Подумав, он быстро нашел «но».
«Но если я болен, то, в отличие от других, знаю – чем».
А в следующий момент подумал, что если он так одинок, то это значит, что он действительно исключительный человек. Он вспомнил, что ощущение своей оторванности от людей было уже испытано им у себя в городе, на паперти церкви Георгия Победоносца; тогда ему показалось, что в одиночестве есть нечто героическое, возвышающее.
«Нет у меня своих слов для голоса души, а чужими она не говорит», – придумал Самгин.
На стене, по стеклу картины, скользнуло темное пятно. Самгин остановился и сообразил, что это его голова, попав в луч света из окна, отразилась на стекле. Он подошел к столу, закурил папиросу и снова стал шагать в темноте.

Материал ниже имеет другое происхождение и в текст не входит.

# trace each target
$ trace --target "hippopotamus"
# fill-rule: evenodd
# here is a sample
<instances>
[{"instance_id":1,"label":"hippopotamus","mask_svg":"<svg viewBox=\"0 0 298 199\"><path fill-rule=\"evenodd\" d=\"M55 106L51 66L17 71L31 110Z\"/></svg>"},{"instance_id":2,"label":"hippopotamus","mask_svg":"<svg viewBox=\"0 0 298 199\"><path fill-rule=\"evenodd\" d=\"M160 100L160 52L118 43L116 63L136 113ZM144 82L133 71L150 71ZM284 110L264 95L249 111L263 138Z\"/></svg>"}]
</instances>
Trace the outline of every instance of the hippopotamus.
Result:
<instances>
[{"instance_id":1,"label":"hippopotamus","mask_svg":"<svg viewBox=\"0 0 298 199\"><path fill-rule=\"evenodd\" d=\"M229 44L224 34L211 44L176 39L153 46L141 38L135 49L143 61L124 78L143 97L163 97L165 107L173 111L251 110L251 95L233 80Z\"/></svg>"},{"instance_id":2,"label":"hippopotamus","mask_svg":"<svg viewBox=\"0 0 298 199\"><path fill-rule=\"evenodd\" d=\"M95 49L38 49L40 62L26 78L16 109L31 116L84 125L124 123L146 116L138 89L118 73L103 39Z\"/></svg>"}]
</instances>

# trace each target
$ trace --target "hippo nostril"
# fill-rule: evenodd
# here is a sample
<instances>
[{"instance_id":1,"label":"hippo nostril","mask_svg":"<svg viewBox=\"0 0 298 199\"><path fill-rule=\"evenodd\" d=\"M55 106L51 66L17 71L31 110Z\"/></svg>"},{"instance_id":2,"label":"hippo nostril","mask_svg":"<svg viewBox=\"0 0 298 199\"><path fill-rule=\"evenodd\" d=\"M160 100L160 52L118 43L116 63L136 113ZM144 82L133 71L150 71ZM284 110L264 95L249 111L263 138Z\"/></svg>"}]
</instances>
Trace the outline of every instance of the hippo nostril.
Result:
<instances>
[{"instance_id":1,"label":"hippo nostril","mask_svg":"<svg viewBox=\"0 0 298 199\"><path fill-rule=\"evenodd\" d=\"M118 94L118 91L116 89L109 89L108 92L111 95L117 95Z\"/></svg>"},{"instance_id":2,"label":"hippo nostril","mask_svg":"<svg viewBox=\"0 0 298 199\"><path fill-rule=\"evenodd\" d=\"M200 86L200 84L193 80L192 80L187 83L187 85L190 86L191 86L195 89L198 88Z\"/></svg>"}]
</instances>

Варвара возвратилась около полуночи. Услышав ее звонок, Самгин поспешно зажег лампу, сел к столу и разбросал бумаги так, чтоб видно было: он давно работает. Он сделал это потому, что не хотел говорить с женою о пустяках. Но через десяток минут она пришла в ночных туфлях, в рубашке до пят, погладила влажной и холодной ладонью его щеку, шею.
– Работаешь?
– Как видишь.
– Странно, подъезжая к дому, я не видела огня в твоем окне.
– Да?
Присев на угол стола, жена сказала, что Любаша серьезно больна, доктор считает возможным воспаление легких.
– Там у нее Гогина.
– Это - – хорошо. Ты – иди, я скоро кончу. Варвара покорно ушла. Глядя на ее оранжевые пятки, Самгин подумал, что эта женщина уже прочитана им, неинтересна. Он знал каждое движение ее тела, каждый вздох и стон, звал всю, не очень богатую, игру ее лита и был убежден, что хорошо знает суетливый ход ее фраз, которые она не очень осторожно черпала из модной литературы и часто беспомощно путалась в них, впадая в смешные противоречия. Но она была удобной женой, практичной хозяйкой, и Самгин ценил ее скептическое отношение к людям, ее чутье фальши, умение подмечать маскировку. Вообще с нею не плохо жить, но, например, с Никоновой было бы, вероятно, мягче, приятней, хотя Никонова и старше Варвары.
Через час он тихо вошел в спальню, надеясь, что жена уже спит. Но Варвара, лежа в постели, курила, подложив одну руку под голову.
– Дурная привычка курить в спальне, – заметил он начиная раздеваться.
– Сколько раз я говорила тебе это, – отозвалась Варвара; вышло так, как будто она окончила его фразу. Самгин посмотрел на нее, хотел что-то сказать, но не сказал ничего, отметил только, что жена пополнела и, должно быть, от этого шея стала короче у нее.
«Если она изменяет мне, это должно как-то сказаться на приемах ее ласк, на движениях тела», – подумал Самгин и решил проверить свою догадку.
– Подвинься, – сказал он, подходя к ее постели.
– Я так устала, – ответила она, не двигаясь, прикрыв глаза. – Уснуть не могу.
Она редко отказывала ему и никогда не отказывала под этим предлогом. Просить ее было бы унизительно, он тоже никогда не делал этого. Он лег в свою постель обиженным.
– Был там один еврей, – заговорила Варвара, погасив папиросу и как бы продолжая рассказ, начатый ею давно.
– И Кумов был, – произнес Клим и услышал, что он не спросил о Кумове, а утверждает: был Кумов.
– Был, – сказала Варвара. – Но он – не в ладах с этой компанией. Он, как ты знаешь, стоит на своем: мир – непроницаемая тьма, человек освещает ее огнем своего воображения, идеи – это знаки, которые дети пишут грифелем на школьной доске...
– Наивнейшая метафизика, чепуха, – сердито сказал Самгин, с негодованием улавливая общее между философией письмоводителя и своими мыслями. – Будем спать, я теме устал.
Варвара вздохнула, поправила подушку под головой и, помолчав минуту, снова заговорила:
– А знаешь, не нравятся мне евреи. Это – стыдно ?
– Конечно.
– Не нравятся. Все они и всегда, во всем как-то забегают вперед. И есть евреи специально для возбуждения антисемитизма.
– Есть и русские, которые способны вызвать руссо-фобство, – проворчал Самгин. Но Варвара настойчиво и, кажется, насмешливо продолжала:
– Это – неудачное возражение. Ты ведь тоже не любишь евреев, но тебе стыдно сознаться в этом.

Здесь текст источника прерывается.